She closed with a look to the future. First, she said, her lab is still trying to identify the genetic elements that contribute to species and individual differences in social behavior. To do this, it would be helpful to have high-quality genomes. Having a reference genome is not enough, she said. “There’s a huge amount of SNP [single nucleotide polymorphism] variation within these voles, so even something as simple as developing a guide RNA can be incredibly sensitive if you have a SNP within the binding of your guide RNA region.” She also reemphasized the need to be able to manipulate the genetic elements in the appropriate genomic or organismal context.
Second, she said, she needs strategies for parsing pleiotropy. In particular, she needs to be able to manipulate gene expression in a regional- and temporal-specific manner.

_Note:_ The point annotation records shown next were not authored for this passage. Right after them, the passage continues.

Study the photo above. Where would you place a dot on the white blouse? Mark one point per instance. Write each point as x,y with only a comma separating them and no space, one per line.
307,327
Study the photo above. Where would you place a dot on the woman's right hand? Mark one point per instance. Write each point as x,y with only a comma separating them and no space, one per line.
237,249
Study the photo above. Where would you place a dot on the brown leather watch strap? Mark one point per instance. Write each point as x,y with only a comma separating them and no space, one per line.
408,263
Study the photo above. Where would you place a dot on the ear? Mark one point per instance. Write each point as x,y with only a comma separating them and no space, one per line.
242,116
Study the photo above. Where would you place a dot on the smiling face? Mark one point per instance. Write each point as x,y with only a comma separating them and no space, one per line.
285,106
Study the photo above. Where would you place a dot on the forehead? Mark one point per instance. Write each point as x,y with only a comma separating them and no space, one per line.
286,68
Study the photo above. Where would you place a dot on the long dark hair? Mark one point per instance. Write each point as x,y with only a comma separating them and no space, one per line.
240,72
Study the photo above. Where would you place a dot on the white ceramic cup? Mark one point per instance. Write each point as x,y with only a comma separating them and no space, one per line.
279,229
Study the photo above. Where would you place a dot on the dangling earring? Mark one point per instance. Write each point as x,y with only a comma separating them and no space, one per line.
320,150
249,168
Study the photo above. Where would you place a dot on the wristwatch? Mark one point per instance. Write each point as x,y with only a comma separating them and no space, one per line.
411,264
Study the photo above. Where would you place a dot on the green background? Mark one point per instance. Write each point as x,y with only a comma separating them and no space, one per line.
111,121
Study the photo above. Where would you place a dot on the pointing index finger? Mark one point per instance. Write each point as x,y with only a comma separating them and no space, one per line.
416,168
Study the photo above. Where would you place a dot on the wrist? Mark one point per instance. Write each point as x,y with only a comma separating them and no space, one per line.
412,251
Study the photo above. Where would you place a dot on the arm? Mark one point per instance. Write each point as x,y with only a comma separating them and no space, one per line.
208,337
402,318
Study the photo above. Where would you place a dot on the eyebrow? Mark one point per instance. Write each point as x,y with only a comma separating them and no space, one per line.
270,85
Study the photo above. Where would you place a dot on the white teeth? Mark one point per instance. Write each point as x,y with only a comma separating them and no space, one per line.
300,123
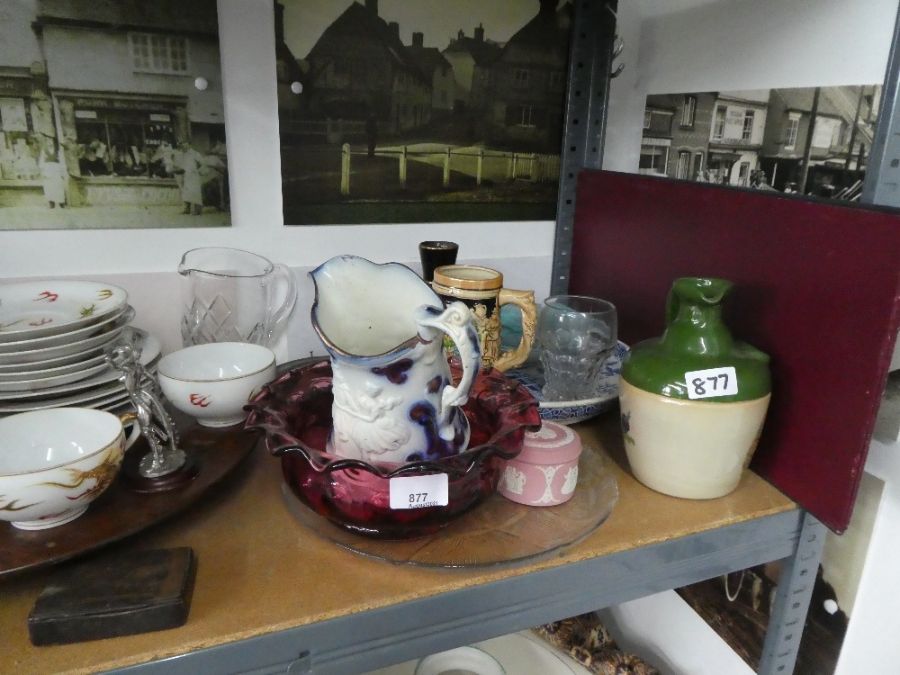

Finally, she said, “as a neuroscientist I feel the need to point out that genes don’t encode behavior. Genes encode mRNAs that make proteins that alter your neuronal function, and ultimately, you get differences in behavior.” So, it is important to think in terms of what might be called “neural intermediate phenotypes” and to look for general principles related to how genes can affect neurons.
While much can be learned by studying the functional genomics of one species or a group of closely related species, Dominique Bergmann of Stanford University said, there are also benefits to using what is learned in one species when working on another. In her presentation she described how she studies the genetics of diverse plants to uncover rules of developmental fate, pattern, and resilience.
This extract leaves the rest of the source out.